3.2.6 Attention Neural Network methods
Attention Neural Network methods restrict the processing of the entire input to a subset of the visual field. The model proposed by [Oktay et al., 2018] uses a U-net architecture to capture a sufficiently large receptive fields and, thus, semantic contextual information.
Before each concatenating step, the model employs an attention mechanism, called addi- tive attention gate. It computes the element-wise multiplication of the input feature maps and the attention coefficients. The attention coefficients are obtained by applying a linear transformation using a convolution with kernels of 1×1×1 on the context information and the input feature. The resulting feature maps are concatenated, then it is applied a ReLU activation function followed by a new linear transformation. Finally, the attention coefficients are obtained by applying a sigmoid activation function. The additive attention gate highlights the salient features coming from the skip-connections. This allows model parameters in shallower layers to be updated primarily in relevant regions; however, this additive attention gate only uses linear transformation with kernels of 1×1×1, without any spatial support to generate the attention coefficients.
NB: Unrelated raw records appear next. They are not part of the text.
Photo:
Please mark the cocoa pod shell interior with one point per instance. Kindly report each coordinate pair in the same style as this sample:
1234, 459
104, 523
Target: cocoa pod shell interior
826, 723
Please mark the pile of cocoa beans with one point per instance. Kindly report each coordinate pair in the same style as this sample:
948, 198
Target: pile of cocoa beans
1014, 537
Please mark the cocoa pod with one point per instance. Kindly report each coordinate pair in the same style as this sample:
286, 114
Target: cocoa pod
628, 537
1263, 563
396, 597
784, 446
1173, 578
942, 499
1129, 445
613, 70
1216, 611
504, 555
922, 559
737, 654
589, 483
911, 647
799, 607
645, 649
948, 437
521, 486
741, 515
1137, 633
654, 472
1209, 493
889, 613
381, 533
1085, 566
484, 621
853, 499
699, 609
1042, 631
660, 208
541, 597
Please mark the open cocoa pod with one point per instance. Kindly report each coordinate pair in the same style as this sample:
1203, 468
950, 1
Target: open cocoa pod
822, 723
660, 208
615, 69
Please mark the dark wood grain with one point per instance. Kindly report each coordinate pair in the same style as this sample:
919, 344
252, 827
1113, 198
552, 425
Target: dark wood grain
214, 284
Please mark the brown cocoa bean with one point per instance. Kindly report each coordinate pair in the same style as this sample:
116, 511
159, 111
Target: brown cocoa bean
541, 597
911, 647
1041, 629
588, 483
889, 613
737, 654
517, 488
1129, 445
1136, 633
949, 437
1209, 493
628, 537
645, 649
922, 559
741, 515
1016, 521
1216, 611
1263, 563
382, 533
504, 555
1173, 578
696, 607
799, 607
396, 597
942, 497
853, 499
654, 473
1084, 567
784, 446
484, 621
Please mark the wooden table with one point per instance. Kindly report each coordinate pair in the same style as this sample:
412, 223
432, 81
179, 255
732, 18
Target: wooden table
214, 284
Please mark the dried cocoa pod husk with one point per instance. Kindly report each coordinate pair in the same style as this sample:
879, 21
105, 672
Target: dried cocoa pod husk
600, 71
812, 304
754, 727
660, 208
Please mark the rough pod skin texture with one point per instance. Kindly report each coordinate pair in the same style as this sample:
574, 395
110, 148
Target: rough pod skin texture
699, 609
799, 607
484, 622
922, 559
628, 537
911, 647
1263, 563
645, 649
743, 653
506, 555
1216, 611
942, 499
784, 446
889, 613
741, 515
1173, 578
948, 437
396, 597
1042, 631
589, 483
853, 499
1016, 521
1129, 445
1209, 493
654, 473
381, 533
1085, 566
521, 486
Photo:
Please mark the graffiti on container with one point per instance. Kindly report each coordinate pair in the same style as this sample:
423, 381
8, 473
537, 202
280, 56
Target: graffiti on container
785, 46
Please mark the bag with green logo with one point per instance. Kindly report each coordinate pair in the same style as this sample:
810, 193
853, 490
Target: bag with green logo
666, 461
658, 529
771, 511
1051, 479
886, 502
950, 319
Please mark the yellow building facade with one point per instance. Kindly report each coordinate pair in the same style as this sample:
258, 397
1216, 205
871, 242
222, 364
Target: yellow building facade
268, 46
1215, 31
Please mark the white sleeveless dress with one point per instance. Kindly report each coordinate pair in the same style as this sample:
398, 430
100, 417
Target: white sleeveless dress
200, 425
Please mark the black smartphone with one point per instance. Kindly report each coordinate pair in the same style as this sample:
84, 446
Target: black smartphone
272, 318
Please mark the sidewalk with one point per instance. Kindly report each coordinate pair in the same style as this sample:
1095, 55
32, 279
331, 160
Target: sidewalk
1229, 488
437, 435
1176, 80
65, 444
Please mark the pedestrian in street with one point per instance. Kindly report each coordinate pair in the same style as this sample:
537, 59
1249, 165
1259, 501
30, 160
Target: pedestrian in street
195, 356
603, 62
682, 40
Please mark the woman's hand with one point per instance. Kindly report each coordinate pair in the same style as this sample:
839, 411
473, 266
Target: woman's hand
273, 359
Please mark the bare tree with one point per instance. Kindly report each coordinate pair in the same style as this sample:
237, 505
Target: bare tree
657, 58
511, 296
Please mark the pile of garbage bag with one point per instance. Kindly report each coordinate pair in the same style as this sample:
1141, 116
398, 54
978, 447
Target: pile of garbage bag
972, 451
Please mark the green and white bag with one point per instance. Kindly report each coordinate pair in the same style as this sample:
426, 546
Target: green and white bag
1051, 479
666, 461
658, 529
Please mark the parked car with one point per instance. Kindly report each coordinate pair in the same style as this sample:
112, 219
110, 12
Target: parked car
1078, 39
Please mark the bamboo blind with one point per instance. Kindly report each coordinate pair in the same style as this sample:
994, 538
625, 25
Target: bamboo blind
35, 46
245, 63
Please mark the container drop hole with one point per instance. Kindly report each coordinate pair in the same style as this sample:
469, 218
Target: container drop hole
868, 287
On the other hand, the model of [Perreault et al., 2020] performs the object detection task. This model employs two CNN backbones, one to perform an object segmentation and the other to produce a foreground segmentation map. The model combines these two backbones with a self-attention mechanism, which takes as input the object segmentation
map and the foreground segmentation map as context. The self-attention mechanism highlights locations containing an object of interest. A similar model proposed by [Liang and Liu, 2021] employs the input frame and its respective optical flow to feed two encoders with eight convolution layers. The decoder has eight convolution with up-sample layers.
The input of each decoder is the output of its respective attention module. The attention module is similar to a self attention mechanism, it takes as input the concatenation of the outputs of the corresponding layer of the two encoders and the output of the previous layer of the decoder. Then, the model applies a sigmoid activation function to obtain the foreground segmentation. These models demonstrated that attention mechanisms are able to highlight relevant features to perform the task FD; hence, we include attention modules in our proposed models.